Our pediatric residency and fellowship training programs must re-examine what skills are required to successfully care for a US population of children who are majority non-white. If we are successful in our stated goal to increase diversity in the workforce and we have more African American, Latinx, and American Indian pediatric trainees, we will need to be simultaneously prepared to address how and in what context pediatric medicine is taught. In a recent study examining how Pediatric Departments felt they were doing with diversity and inclusion, the majority of them felt they were doing an excellent job; however, on further examination, many reported only very superficial actions like having a medical Spanish class for residents.18 With a renewed focus on becoming an antiracist society, it will be important to understand areas in residency education that will need change. Some examples are reframing the context research findings are reported and taught. In another recent study, half of the medical trainees surveyed had more than one false belief about Black patients, such as Black peoples’ skin is thicker than white people, and that Black people were less sensitive to pain.19,20 Now that we know our trainees are likely to come to Pediatric residency with unchallenged, inaccurate notions about those they perceive as different from themselves, how are we going to reeducate them? How will we reeducate our academic teachers to address this and other health issues like racism? If we are successful, we will then create a group of researchers and clinicians and educators who will have the ability for the first time to finally improve the health and well-being of all of our nation’s children.

Increasing a diverse pipeline: efforts must start in early childhood

Without attention to fostering the pipeline and educational landscape, there will be continued inequities, not only in those receiving care as patients but also inequities in limiting workforce development and limiting opportunities for attaining postgraduate education and success in healthcare workforce leadership.

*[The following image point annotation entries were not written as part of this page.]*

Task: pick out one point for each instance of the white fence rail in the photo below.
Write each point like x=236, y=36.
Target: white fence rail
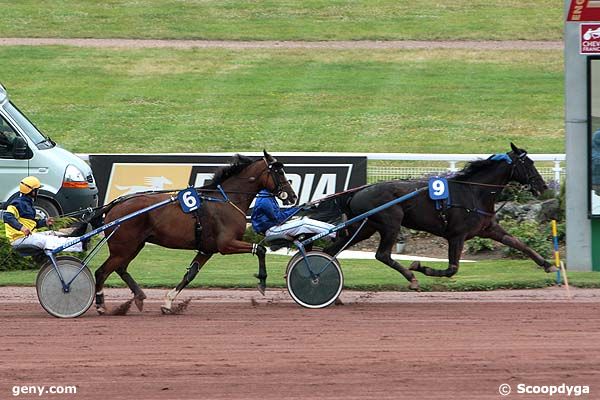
x=554, y=173
x=552, y=170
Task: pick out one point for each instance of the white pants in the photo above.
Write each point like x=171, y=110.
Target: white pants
x=299, y=226
x=47, y=240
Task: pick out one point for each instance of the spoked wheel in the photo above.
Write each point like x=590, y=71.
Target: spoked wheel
x=316, y=284
x=58, y=302
x=296, y=257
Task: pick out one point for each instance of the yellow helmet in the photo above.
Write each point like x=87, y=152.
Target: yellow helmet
x=29, y=184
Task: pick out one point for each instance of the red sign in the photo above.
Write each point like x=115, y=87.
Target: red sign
x=584, y=10
x=589, y=35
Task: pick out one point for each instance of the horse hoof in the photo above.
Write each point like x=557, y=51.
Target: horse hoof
x=414, y=285
x=550, y=269
x=139, y=302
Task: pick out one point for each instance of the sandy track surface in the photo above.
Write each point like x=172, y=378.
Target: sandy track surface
x=27, y=295
x=377, y=346
x=229, y=44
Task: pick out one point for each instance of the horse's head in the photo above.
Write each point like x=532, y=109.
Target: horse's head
x=275, y=181
x=524, y=172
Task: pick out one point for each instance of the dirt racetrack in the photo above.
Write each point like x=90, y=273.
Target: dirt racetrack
x=239, y=345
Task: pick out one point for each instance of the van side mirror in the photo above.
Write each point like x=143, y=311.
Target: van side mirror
x=20, y=149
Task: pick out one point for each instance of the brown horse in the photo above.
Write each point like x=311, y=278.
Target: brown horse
x=217, y=227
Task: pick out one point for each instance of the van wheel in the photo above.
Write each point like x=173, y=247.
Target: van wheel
x=44, y=209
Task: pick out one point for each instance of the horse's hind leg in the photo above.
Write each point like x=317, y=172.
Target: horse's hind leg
x=261, y=252
x=189, y=276
x=113, y=263
x=138, y=294
x=384, y=254
x=455, y=246
x=497, y=233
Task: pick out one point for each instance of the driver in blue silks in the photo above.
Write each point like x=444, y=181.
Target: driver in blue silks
x=269, y=219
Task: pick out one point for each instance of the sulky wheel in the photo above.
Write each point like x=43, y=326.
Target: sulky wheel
x=295, y=257
x=317, y=284
x=61, y=303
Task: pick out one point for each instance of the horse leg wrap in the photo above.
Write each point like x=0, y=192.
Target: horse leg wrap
x=192, y=271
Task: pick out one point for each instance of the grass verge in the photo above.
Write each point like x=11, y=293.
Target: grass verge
x=285, y=20
x=205, y=100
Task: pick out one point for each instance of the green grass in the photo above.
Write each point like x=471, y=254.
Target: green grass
x=285, y=20
x=165, y=100
x=158, y=267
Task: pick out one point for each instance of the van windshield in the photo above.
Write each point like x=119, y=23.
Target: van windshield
x=37, y=137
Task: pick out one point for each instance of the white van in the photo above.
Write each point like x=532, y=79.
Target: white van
x=68, y=183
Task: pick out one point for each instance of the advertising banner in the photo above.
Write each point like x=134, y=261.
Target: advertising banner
x=312, y=177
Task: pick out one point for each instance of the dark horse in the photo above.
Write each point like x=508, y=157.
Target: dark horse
x=470, y=212
x=222, y=224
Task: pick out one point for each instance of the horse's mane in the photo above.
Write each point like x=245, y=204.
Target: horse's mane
x=473, y=167
x=238, y=163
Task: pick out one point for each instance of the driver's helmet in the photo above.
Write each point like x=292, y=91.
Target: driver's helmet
x=29, y=184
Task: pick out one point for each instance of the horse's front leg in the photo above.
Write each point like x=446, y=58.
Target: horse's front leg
x=497, y=233
x=238, y=247
x=455, y=247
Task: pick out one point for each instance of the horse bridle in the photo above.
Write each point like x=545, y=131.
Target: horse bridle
x=520, y=162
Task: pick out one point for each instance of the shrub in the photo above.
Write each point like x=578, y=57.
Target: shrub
x=532, y=234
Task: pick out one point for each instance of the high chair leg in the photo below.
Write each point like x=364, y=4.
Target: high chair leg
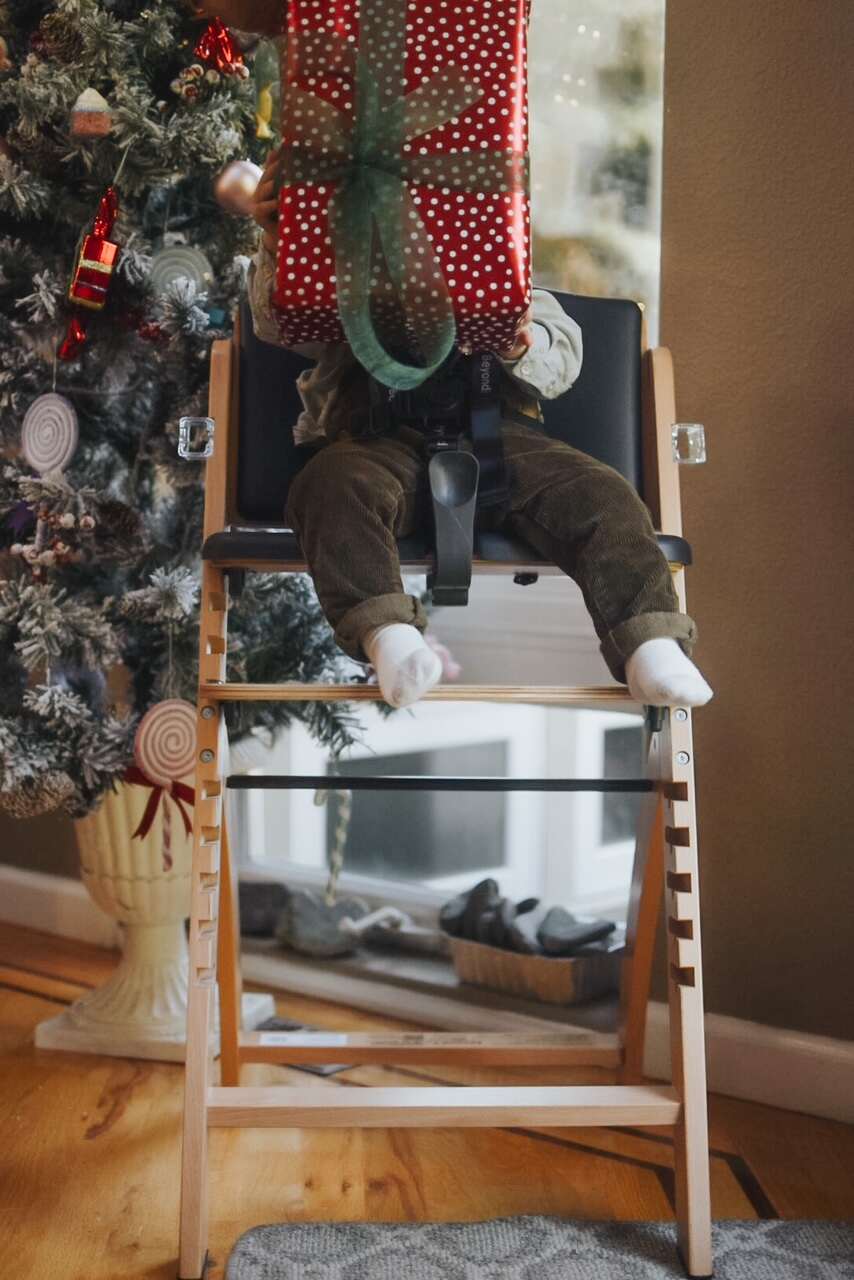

The first years of a child’s life are rooted in early child developmental milestones and are also the foundations of later lifelong health disparities. For infants from underrepresented groups, these experiences form the foundation of later lifelong capabilities within educational, career, and socio-economic status. These early life experiences perpetuate continuing large-scale societal health disparities for those underrepresented in medicine groups, including African Americans, Latinx, and American Indians who form half of our nation’s citizens and yet are represented at 9% of the health workforce.4 Developing diversity in the educational areas of Science Technology Engineering and Medicine (STEM) and the healthcare workforce, to improve overall public health, has typically been structured at the health professions level in medical schools. Diversity inclusion and attention to bias and racism in educational resources and in the workforce can enhance curriculum education, acknowledge cultural differences as assets in helping to set institutional cultural norms, and decrease fear of cultural differences. Integrating STEM programs that occur at earlier stages of education with graduate medical education programs to have better continuity and develop a continuum of support for research and clinical and leadership careers in medicine is likely to improve the pipeline as well. Given the depth of nationally recognized educational thought leaders and experts in the American Pediatric Society (APS), we can make a significant contribution to educate, implement and become the “nation’s pediatric educational compass.” APS making a commitment to eliminate gender and racial and cultural inequalities in health education and healthcare will help to move the field forward.